Read that sentence carefully, for the devil is in the details. In keeping with this administration’s conception of the Unitary Executive, where all other branches of the federal government are beholden to the whim of the Executive, the President of the United States now has the ability to unilaterally define proper conduct for our military courts.
The original conception of the Executive Branch to the minds of the Founding Fathers was a limited one, aware as they were of their young country’s recent liberation from an empire controlled by the world’s most powerful executive, the English Crown. So it is interesting to see the party who claims the “Originalist” view of the Constitution, the Republicans, rubber-stamp our current President as he makes unprecedented power grabs in the name of the War on Terror.

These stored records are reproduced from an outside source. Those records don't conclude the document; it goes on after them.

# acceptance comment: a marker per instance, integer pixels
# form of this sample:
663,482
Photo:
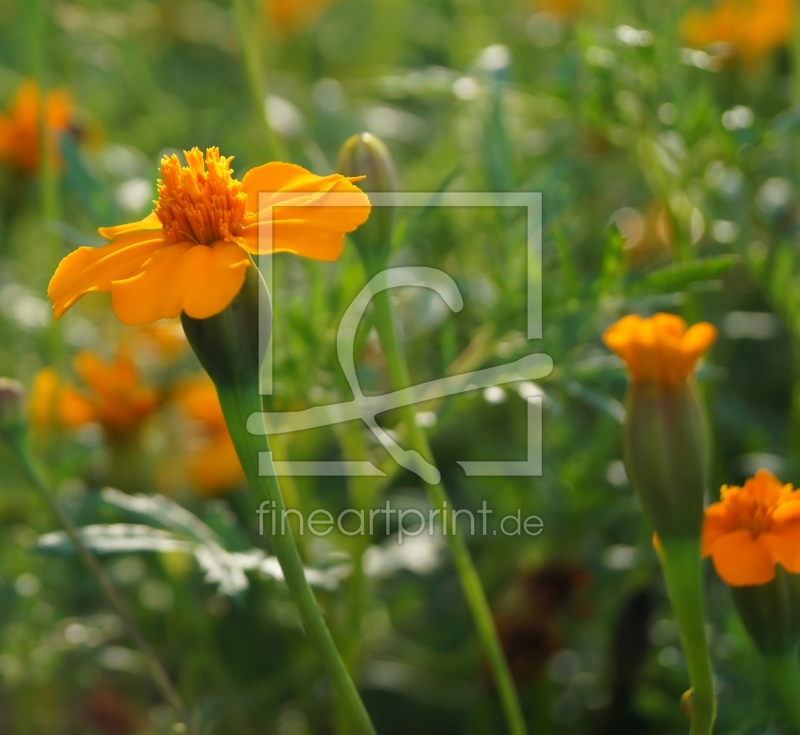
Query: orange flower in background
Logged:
114,396
190,254
751,28
211,460
753,528
19,127
291,15
659,348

To be sure, there have been instances of Presidential power grabs in the past; Franklin Delano Roosevelt (briefly) increased the number of Supreme Court justices so as to stack the Court with “his men”. But never has a President taken it upon himself to single-handedly decide the makeup of a military tribunal, whether it will follow international law or even the law of our own land. Until now.

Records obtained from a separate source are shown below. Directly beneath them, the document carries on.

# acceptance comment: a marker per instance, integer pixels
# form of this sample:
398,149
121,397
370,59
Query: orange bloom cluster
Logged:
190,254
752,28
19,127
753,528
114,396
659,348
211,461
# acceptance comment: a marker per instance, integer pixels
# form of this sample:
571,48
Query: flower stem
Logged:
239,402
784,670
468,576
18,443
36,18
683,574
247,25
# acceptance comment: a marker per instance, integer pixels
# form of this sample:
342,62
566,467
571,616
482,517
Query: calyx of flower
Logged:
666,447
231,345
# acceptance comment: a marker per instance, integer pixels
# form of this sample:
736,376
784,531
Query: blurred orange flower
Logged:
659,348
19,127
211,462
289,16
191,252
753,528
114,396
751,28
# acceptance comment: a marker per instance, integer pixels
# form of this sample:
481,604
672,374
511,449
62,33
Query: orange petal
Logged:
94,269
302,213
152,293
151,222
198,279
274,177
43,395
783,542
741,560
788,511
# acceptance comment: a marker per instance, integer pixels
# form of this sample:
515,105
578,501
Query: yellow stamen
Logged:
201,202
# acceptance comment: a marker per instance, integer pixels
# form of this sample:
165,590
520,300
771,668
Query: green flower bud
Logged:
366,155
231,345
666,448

This Act allows the “secret” Eastern European C.I.A. prisons to exist upon the President’s say-so, and it also allows the naming of anyone- even a U.S. citizen- to be named an “unlawful enemy combatant”. It does away with the U.S. War Crimes Act of 1996, written into law by a Republican Congress, that held these United States to the same standards as any other nation during wartime. In 2005,
Senator John McCain, famously a former prisoner of war, desired to attach an anti-torture amendment to the act. The President threatened to veto the bill, but agreed to sign if Congress passed the Detainee Treatment Act, which denied the writ of habeas corpus (which protects against unlawful imprisonment) from the detainees in Guantanamo Bay prison. He got his legislation through and then- voila!-produced a signing statement that allows him to ignore the anti-torture amendment. A deft sleight of hand, yes?

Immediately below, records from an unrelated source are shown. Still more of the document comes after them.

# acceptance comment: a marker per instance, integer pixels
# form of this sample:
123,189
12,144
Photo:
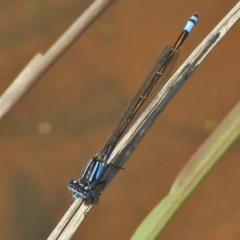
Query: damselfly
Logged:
83,187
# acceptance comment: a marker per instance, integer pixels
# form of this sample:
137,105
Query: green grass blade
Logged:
191,175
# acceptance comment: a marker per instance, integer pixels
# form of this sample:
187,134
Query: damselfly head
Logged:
80,189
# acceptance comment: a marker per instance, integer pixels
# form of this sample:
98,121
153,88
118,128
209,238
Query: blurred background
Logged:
48,137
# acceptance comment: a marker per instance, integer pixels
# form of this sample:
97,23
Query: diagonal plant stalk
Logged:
76,213
191,175
42,62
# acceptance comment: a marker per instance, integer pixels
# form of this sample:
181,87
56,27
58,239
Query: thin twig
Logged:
41,63
126,146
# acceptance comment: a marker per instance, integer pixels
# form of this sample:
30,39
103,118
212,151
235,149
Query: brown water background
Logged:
68,115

We’d spare the rhetoric about how the Bush administration is gutting the Bill of Rights and undermining our nation’s hard-won international prestige, but in this case the rhetoric is correct. America has always been different; we’ve had our sorry instances in the past-the detainment of Japanese prisoners in World War II comes to mind-but Americans like to think that we keep our word and offer a square deal.
The Military Commissions Act, in treating these detainees (many of whom are no doubt guilty of conspiring against our country) in the same manner as the kangaroo courts of despotic regimes does not protect our nation or uphold our international standing. It only serves to corrode the due process our legal system is founded on. It is not a square deal, but a raw one, for all of us. It does not harm the guilty detainees, many of whom have given their lives in opposition to our country and thus are simply waiting to die for their cause. It harms us; tyranny comes not at once, but in increments, and quietly.